Эван яростно сжал руками решетку.
— Глупы! Не просто глупы. Ненормальны! Безграмотны! Какой-то растяпа-клерк по ошибке написал мою фамилию «Гадрульфи», и теперь они отказываются называть меня по-другому. Они говорят, что это — моя кличка. Но разве в моем досье написано не «Гадрульфи»? Разве это не написано черным по белому?
— Они очень любят новые идеи. Стоит им уцепиться за идею, имея хотя бы смутное представление о ее, собственно, ценности, то они уже ни за что не выпустят эту идею из рук.
— Если бы это было все. У кого-то в высших эшелонах появилась мысль, будто Вейссу — кодовое название Венесуэлы. Хотя, может, это и был тот самый чертов клерк, который так и не научился писать. Или его братец.
— Они спрашивали меня о Вейссу, — задумчиво произнес Гаучо. — Но что я мог им ответить? Ведь тогда я и в самом деле ничего не знал. Англичане считают это дело важным.
— Но не говорят — почему. А делают лишь таинственные намеки.
Очевидно, здесь замешаны немцы. И каким-то боком — Антарктида. Возможно, через пару недель, — говорят они, — весь мир погрузится в апокалипсис. И они думают, что я с этим связан. И вы. Зачем же еще они бросают нас в одну камеру, если все равно нас собираются выпустить? За нами будут следить, куда бы мы ни пошли. Итак, мы — в самой гуще грандиозного заговора, не имея при этом ни малейшего представления о том, что происходит.
— Я надеюсь, ты им не поверил. Дипломаты всегда так говорят. Они всегда живут на краю того или иного обрыва. Без кризисов они не смогли бы заснуть.
Эван медленно обернулся и посмотрел на своего компаньона.
— А я им верю, — спокойно произнес он. — Позвольте рассказать. Об отце. Он, бывало, сидел в моей комнате, когда я засыпал, и рассказывал сказки об этой самой Вейссу. И о паучьих обезьянах, и о принесении в жертву людей, и о реках, рыбы в которых бывают то опаловыми, то огненными. Когда входишь в воду, они окружают тебя и исполняют нечто вроде изысканного ритуального танца, чтобы защитить тебя от беды. И еще там есть вулканы с городами внутри, и каждые сто лет они извергаются пылающим адом, но люди все равно идут в них жить. И синелицые мужчины в горах, и женщины в долинах, рожающие всегда только тройни, и бродяги, которые собираются в компании и проводят веселые празднества, устраивая развлечения целое лето напролет.
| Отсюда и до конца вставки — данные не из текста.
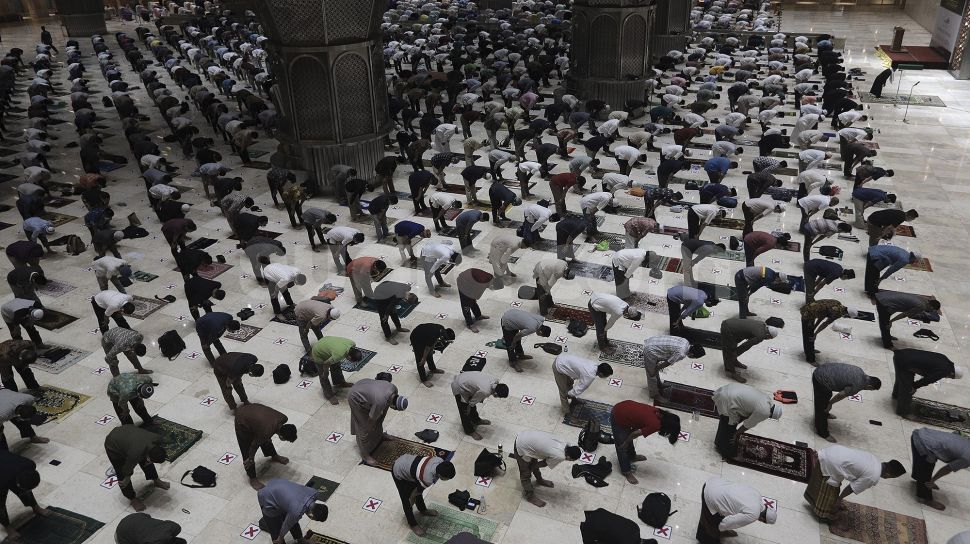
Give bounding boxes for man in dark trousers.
[235,403,296,491]
[104,425,172,512]
[893,349,964,419]
[0,450,51,542]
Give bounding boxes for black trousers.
[714,416,738,459]
[812,376,832,438]
[394,478,428,527]
[455,395,482,434]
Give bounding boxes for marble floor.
[0,5,970,544]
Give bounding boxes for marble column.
[566,0,656,110]
[256,0,391,194]
[56,0,108,38]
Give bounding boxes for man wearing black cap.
[410,323,455,387]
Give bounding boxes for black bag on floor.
[637,493,677,529]
[475,448,505,476]
[577,419,600,452]
[300,355,318,377]
[158,330,185,361]
[181,465,216,488]
[273,364,291,385]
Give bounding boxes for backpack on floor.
[577,419,600,452]
[158,330,185,361]
[637,493,677,529]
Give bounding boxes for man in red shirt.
[610,400,680,485]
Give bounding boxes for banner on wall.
[930,0,967,56]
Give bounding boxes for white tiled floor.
[0,5,970,544]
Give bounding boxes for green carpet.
[144,416,202,463]
[405,504,498,544]
[3,506,104,544]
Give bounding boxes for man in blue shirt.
[865,245,920,297]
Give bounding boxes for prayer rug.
[589,232,626,251]
[374,436,455,471]
[223,325,263,342]
[340,347,377,372]
[197,263,232,280]
[600,340,643,368]
[569,261,613,281]
[653,381,718,419]
[405,504,498,544]
[546,304,593,327]
[829,501,929,544]
[727,433,815,483]
[30,343,91,374]
[130,295,168,319]
[3,506,104,544]
[229,229,283,240]
[354,299,421,318]
[896,225,916,238]
[186,238,219,249]
[131,270,158,283]
[697,281,738,300]
[306,476,340,501]
[34,385,91,423]
[562,400,613,430]
[438,227,482,240]
[36,280,77,298]
[40,212,77,227]
[912,399,970,433]
[858,91,946,108]
[142,416,202,463]
[677,327,721,349]
[44,196,77,208]
[711,217,744,230]
[626,292,669,315]
[906,257,933,272]
[304,531,348,544]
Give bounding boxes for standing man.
[610,400,680,485]
[910,427,970,512]
[501,308,552,372]
[587,293,641,353]
[410,323,455,387]
[212,351,265,411]
[713,383,782,460]
[721,317,785,383]
[235,403,296,491]
[310,336,364,406]
[643,335,707,399]
[513,431,583,508]
[104,424,172,512]
[255,478,329,544]
[552,352,613,413]
[695,477,778,544]
[391,454,455,536]
[347,373,408,466]
[451,370,509,440]
[812,363,882,443]
[893,349,963,419]
[804,445,906,523]
[875,291,940,349]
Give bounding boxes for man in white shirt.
[804,445,906,523]
[612,249,651,298]
[695,477,778,544]
[532,257,574,316]
[323,226,364,276]
[587,293,642,353]
[513,431,582,508]
[552,352,613,413]
[713,383,782,459]
[263,263,306,314]
[421,242,461,298]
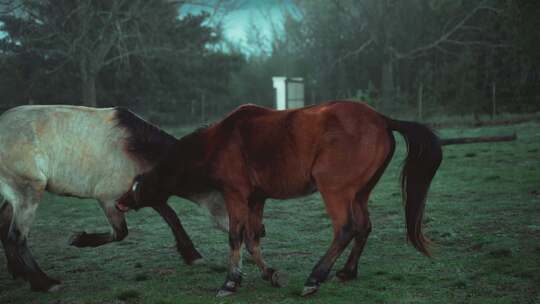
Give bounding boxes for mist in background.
[0,0,540,124]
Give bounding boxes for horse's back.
[211,101,388,198]
[0,105,135,197]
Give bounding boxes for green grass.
[0,122,540,303]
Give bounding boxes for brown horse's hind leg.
[302,187,354,296]
[69,201,128,248]
[244,200,286,287]
[217,192,249,297]
[336,193,371,281]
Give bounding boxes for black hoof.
[68,231,87,248]
[216,280,240,297]
[216,271,243,297]
[336,269,356,282]
[301,285,320,297]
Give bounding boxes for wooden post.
[201,92,206,124]
[491,81,497,119]
[418,82,424,121]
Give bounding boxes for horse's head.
[116,174,168,212]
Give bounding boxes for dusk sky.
[185,0,293,52]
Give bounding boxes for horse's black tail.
[387,118,442,256]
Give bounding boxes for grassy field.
[0,122,540,303]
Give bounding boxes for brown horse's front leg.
[153,204,202,265]
[245,201,287,287]
[217,193,249,297]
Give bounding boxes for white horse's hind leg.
[69,201,128,247]
[0,181,60,291]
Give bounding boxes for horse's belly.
[47,147,139,200]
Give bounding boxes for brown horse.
[117,101,442,295]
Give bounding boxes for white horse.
[0,106,201,291]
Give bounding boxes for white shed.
[272,77,304,110]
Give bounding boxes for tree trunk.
[381,61,395,111]
[82,75,97,107]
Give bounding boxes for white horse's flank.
[0,106,141,229]
[0,106,200,291]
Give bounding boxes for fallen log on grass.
[441,133,517,146]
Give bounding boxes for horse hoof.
[270,271,289,287]
[336,269,356,282]
[188,258,204,266]
[68,231,86,247]
[47,283,62,292]
[216,289,234,298]
[301,285,319,297]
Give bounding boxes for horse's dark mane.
[115,107,176,163]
— А вы же знаете, что такое мальчик. Рано или поздно наступает момент разлуки — точка, когда подтверждается его подозрение, что отец — не бог и даже не оракул. Мальчик видит, что больше не имеет права на такую веру. Так Вейссу становится историей на ночь или волшебной сказкой, а мальчик — лучшей версией своего отца — самого что ни на есть обычного человека.
— Я думал, капитан Хью сошел с ума; я даже согласился бы, чтобы его поместили в клинику. Но на Пьяцца делла Синьора 5 я чуть не убился, и это не могло быть обычной случайностью, каприз неодушевленного мира; с тех пор я вижу два правительства, доведенных почти до кошмаров ненавистью к этой сказке, наваждением, которое, как я думал, принадлежало только отцу. Кажется, это состояние, когда чувствуешь себя просто человеком, превратившее в ложь и Вейссу, и мою детскую любовь к отцу, помогает мне сейчас понять, что все это было истиной, было правдой. Ведь и итальянцы, и англичане в обоих консульствах, и даже этот безграмотный клерк — все они люди. И их мучит такое же беспокойство, какое мучило отца и будет мучить меня, а, быть может, через пару недель — и все живое в этом мире, который никто из нас не хочет увидеть превратившемся в пылающую бойню. Можете называть это общностью, выжившей на изгаженной планете, которую, видит Бог, никто из нас не любит так уж сильно. Но все равно, это — наша планета, и мы здесь живем.